Этот долгоиграющий слоган буржуазной пропаганды, не сходящий сегодня с телеэкранов, разделяли не только кавалер и аббат, но и порой – вот парадокс! – советские литературоведы, писавшие о Манон такое: «Она человек, заявляющий права на всестороннее удовлетворение своих потребностей… Ее жажда роскоши не только „черта эпохи“, но проявление развитой и богатой души… Ее развлечения – не пустое времяпрепровождение, в них находит отдых и удовлетворение душа сложная и глубокая». Что называется, приехали, начитались: «Человек создан для счастья, как птица для полета». Еще и «звучит гордо», слыхали, знаем.
Манон, по крайней мере, естественна, а весь французский XVIII век двигался в этом направлении (революция и есть восстание Природы против Цивилизации – такая болезненная коррекция). Она и врет как дышит.
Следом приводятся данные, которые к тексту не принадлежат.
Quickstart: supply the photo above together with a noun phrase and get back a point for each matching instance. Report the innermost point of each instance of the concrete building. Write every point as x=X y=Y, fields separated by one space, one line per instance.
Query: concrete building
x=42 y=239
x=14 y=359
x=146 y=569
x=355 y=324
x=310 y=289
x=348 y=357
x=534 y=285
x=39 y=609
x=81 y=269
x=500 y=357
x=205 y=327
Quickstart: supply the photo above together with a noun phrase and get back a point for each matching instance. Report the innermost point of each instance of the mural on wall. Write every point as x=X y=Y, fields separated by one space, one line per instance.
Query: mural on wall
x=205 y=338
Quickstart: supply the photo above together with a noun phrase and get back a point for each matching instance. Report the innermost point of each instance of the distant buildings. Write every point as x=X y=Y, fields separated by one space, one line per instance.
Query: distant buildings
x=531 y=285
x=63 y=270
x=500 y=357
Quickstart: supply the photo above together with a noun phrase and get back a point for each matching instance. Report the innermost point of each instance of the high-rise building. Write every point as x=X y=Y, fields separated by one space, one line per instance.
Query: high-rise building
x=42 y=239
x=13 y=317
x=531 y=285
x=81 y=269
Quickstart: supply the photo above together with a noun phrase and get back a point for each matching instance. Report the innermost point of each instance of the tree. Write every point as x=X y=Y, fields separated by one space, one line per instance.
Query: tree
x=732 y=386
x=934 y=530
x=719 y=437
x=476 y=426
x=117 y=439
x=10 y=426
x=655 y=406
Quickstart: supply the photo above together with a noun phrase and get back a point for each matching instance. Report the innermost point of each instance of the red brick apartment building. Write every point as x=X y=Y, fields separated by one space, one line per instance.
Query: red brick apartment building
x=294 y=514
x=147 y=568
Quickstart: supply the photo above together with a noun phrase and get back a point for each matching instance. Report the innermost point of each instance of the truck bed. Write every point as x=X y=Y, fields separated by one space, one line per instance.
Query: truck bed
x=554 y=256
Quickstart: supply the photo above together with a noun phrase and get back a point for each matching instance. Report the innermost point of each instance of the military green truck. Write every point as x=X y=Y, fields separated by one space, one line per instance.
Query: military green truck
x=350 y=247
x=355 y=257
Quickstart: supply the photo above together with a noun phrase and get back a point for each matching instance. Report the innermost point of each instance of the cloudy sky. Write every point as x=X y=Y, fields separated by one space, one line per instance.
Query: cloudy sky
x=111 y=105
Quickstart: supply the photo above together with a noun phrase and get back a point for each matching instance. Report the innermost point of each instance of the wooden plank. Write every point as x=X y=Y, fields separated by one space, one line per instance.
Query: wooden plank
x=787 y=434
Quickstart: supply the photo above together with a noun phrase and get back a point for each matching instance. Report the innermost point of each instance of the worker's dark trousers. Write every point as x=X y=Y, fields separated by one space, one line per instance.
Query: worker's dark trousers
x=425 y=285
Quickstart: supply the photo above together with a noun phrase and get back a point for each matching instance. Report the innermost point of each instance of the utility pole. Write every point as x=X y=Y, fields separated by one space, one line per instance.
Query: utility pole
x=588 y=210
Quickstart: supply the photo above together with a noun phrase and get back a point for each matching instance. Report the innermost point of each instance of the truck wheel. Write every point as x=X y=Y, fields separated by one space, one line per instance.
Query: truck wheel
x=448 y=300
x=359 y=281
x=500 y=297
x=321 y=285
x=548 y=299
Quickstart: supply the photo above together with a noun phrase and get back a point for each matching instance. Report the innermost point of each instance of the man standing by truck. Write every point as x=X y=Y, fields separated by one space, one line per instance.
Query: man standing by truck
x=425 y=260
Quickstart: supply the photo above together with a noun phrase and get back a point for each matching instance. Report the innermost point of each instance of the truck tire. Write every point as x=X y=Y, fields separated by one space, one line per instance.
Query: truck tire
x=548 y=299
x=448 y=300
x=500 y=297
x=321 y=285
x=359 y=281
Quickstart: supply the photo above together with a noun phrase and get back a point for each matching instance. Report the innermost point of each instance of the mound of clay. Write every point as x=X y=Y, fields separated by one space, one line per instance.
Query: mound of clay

А вот Гриё завирается со все большей страстью по мере того, как любимая ускользает от него, и не остается такой черты, которую он не мог бы переступить ради обладания Манон – желательно, безраздельного. Вроде бы он и не стяжатель-собственник, но идолопоклонник и фетишист точно. Выпестованный им культ любви имеет сомнительное основание, – одновременно «дон-кихотское», «бонапартистское» и «сверхчеловеческое», – возносящее героя над серой массой людей заурядных и приземленных. Сомнительна глубока запрятанная кавалером мания величия, но трогательно желание очеловечить Манон и самому очеловечиться, обрести имя и лицо – перестать быть анонимным, сословным, стадным существом. В философии нечто такое позднее назовут персонализмом.
Не плохие, но заблудшие люди составили знаменитую любовную пару. Дерзкий авантюрист и плакса имел женское сердце – вот в чем была загвоздка. А его пассия, оказывается, даже читала книжки и, видимо, начиталась на свою беду. (Между прочим, Прево переложил с английского на французский лучшие любовные романы своего времени, и именно его переводами могла зачитываться пушкинская Татьяна.)